Camden Should Look to Copy Met East Model

Camden Should Look to Copy Met East Model

COURIER-POST
www.courierpostonline.com
Editorials

Thursday, December 29, 2005

Camden should look to copy Met East model
Where we stand: If the city’s unique new high school proves to be a success, the district should move to create more small learning environments

It may be only a few months old, but Camden's newest school, Met East High School, appears to be providing a far improved learning environment compared with the city's two main public high schools -- Woodrow Wilson and Camden.

If students at New Jersey's first Big Picture school -- which gives no grades or tests and
requires students to spend school time at internships -- show they have learned enough in basic subjects by passing the state's standardized tests and are eventually accepted at colleges at a higher rate than other Camden high schoolers, then district officials should move to open more such high schools in the city.

With just 42 students, all freshmen who were selected in a lottery, the bullying and violence that plagues the city's large high schools is nonexistent at Met East, students say. That alone should be a major factor in considering any plans for more small high schools.

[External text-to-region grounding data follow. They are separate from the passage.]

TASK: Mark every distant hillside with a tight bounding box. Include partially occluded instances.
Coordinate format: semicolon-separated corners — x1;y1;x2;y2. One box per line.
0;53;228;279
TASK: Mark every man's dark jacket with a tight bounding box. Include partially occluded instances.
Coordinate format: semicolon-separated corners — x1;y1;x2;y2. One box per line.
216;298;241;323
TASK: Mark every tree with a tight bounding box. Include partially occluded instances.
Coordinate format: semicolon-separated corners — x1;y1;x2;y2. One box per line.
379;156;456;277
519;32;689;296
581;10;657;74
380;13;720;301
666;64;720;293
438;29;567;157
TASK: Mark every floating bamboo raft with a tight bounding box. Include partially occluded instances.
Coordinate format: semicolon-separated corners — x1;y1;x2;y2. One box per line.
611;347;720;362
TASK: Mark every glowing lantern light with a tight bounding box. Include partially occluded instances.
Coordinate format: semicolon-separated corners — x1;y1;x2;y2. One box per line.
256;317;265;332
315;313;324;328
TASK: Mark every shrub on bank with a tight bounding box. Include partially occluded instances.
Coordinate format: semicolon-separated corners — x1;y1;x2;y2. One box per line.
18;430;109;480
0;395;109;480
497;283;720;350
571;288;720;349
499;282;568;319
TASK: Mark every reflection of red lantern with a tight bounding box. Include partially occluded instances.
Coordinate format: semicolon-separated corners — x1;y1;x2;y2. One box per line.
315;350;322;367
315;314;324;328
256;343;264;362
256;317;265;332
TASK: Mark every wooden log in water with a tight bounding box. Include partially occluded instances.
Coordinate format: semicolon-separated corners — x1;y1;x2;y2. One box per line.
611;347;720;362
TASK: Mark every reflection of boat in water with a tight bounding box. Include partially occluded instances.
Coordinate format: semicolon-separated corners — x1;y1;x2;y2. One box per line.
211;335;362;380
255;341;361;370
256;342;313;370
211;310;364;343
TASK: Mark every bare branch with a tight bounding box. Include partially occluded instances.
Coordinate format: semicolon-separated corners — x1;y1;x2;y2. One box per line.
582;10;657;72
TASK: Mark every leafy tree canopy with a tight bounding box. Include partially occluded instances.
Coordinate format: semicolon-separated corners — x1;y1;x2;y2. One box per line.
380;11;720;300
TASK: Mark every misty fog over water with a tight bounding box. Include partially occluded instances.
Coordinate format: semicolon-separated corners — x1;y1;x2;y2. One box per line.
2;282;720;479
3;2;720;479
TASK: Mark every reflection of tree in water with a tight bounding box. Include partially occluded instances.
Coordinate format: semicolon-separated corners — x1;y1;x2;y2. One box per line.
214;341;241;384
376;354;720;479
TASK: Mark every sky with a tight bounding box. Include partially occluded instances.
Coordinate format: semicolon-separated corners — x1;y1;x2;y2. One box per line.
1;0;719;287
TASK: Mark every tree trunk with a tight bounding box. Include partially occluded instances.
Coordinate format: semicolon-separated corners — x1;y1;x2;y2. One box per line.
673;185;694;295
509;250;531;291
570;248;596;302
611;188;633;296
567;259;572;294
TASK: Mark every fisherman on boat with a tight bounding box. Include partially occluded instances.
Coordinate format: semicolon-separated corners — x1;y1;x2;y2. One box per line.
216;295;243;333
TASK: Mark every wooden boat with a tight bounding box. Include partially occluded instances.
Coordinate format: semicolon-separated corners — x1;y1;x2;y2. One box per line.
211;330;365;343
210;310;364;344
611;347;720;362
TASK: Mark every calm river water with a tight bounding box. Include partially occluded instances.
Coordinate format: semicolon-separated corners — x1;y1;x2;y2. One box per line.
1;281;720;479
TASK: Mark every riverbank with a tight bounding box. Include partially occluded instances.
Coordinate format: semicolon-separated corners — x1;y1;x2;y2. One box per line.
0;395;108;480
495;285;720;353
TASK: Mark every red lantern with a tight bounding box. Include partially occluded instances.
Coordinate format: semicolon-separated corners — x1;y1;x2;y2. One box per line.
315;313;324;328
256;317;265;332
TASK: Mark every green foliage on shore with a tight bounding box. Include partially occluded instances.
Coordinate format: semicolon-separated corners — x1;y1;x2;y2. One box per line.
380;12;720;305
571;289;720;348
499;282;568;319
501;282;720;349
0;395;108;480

When students are worried about bullies, drug dealers, gangs and violence, it's hard for them to focus on learning, or even want to come to school each day. However, in a tiny school such as Met East, it's a lot easier for teachers and administrators to keep control and provide a suitable learning environment. That very likely explains why Met East has such a high daily attendance rate – 95 percent -- compared with Camden's other high schools.

With methods wholly different from a regular high school, Met East is a school where students must take ownership of their education.

Students spend about two days a week away from the school at an internship -- anything from a law office to a funeral home.

When students are at the school, days aren't broken into the normal periods at most high
schools. Students must schedule their own time and detail when they read, work on projects, write in their journals and do other work. For at least 30 minutes each week, they meet one-on-one with their teacher, called an "adviser," to discuss their reading, internship, journal writing, projects they've been assigned and other work.

However, textbooks are rarely used and conventional daily homework isn't given.

Despite all this, parent Gerry Baker says his daughter Deborah, a student at Met East, is getting a lot out of her education there.

Because of how different Met East is in its academic structure and methods, Camden school officials certainly must closely monitor how this freshman class progresses. However, if students do well on the standardized tests that all New Jersey students must take and follow the lead of students at other Big Picture schools across the country, where almost all who graduate go on to attend college, then the Camden school district should certainly look to open more schools like Met East.